El candidato de ERC es el artífice del giro de su partido hacia un referendo pactado para llegar a la independencia
12 may 2024 . Actualizado a las 05:00 h.Pere Aragonès (Pineda, 1982) creció a la sombra de Junqueras en la Consejería de Economía, desde donde vivió el 1-O sin contaminarse y colaboró en la aplicación del 155. A los 16 años entró en las juventudes de ERC y a los 24, ya licenciado en Derecho, era diputado. Ese ADN político, con mutaciones, le viene de familia. Su abuelo fue un alcalde franquista que se enriqueció con la hostelería y el textil. Su padre fue concejal de CiU, y él salió independentista, de izquierdas y republicano.

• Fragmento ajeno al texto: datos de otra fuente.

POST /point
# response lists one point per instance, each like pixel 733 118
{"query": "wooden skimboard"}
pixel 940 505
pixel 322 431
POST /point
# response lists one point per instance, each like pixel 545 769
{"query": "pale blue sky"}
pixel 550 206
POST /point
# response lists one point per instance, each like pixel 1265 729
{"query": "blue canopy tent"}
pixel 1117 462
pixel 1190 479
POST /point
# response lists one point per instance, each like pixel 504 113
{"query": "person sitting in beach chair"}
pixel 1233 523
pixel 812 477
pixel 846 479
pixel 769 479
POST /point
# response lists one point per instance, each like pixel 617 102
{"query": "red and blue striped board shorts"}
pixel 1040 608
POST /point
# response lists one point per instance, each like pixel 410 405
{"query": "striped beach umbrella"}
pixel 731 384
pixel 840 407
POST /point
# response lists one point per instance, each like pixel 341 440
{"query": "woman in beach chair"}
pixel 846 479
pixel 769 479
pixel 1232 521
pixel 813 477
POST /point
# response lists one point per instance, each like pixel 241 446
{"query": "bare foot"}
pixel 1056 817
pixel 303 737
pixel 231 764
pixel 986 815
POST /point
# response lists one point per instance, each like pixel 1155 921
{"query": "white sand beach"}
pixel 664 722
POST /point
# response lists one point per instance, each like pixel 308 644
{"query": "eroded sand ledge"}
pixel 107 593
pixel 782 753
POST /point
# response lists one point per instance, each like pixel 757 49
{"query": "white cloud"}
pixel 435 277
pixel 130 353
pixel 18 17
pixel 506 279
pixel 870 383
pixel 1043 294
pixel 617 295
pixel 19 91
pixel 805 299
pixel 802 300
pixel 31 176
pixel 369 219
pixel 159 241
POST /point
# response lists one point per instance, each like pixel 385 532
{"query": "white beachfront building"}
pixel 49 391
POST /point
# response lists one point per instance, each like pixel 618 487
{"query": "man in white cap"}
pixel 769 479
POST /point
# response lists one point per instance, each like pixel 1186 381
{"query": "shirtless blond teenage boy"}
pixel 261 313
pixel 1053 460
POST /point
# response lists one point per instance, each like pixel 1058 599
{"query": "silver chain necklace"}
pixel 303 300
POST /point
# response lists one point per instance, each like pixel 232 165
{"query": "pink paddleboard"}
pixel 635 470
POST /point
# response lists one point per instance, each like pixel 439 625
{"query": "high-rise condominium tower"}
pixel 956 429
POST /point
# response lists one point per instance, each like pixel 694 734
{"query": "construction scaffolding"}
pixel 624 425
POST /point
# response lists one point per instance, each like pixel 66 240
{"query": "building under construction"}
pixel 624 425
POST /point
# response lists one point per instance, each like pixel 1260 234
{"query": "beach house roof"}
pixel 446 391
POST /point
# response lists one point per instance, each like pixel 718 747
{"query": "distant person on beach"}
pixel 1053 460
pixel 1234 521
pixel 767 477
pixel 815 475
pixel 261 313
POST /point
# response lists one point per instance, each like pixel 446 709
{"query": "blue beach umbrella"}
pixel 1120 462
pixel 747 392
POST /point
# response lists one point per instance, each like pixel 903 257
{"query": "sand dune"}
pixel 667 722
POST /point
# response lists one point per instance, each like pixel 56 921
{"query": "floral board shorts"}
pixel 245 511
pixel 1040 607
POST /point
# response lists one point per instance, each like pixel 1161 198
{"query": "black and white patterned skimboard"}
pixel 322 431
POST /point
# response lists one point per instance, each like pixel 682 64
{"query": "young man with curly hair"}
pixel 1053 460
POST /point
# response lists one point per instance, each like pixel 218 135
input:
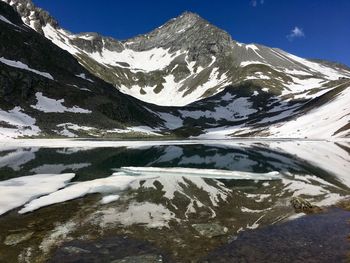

Con 38 años, en el 2021 fue elegido presidente de la Generalitat por ERC, Junts —a regañadientes y sin el aval de Puigdemont— y la CUP. Pero su Gobierno siempre fue débil. De ello se encargó Junts. Primero al desgastarlo durante los tres meses de la negociación de la investidura, después desde la Generalitat y, finalmente, en octubre del 2022 rompiendo la coalición de gobierno, porque nunca digirieron bien el sorpasso de ERC. Aragonès presume de haber arrancado al Gobierno los indultos para los condenados por el procés. Pero fue un éxito efímero. La amnistía conquistada gracias a Junts los supera. Y poco más. Ni transferencias materializadas que vender, ni mejoría en la educación ni en la economía. Aunque ERC no gana unas autonómicas desde 1980 y para hoy los sondeos auguran otro tanto, el reto es revalidar en la Generalitat. La división en el partido y con Junqueras lo hacen difícil. Si gana el PSC, podría a todo más entrar en el Gobierno. El tecnócrata Aragonès, que no supo ver ni gestionar la sequía que sufre Cataluña, prefiere la cocina y la política más que el deporte de fuerza al que le arrastra Junts, al que aspira a superar y con el que a día de hoy parece imposible recuperar la alianza independentista. Entre otras cosas, porque el nieto del alcalde franquista, que imita con humor y destreza a otros políticos, es el artífice del giro de ERC hacia un referendo pactado para llegar a la independencia. Su apuesta por el diálogo sirvió para calmar ánimos, levantar ampollas en ERC y cederle el discurso más grueso a Junts.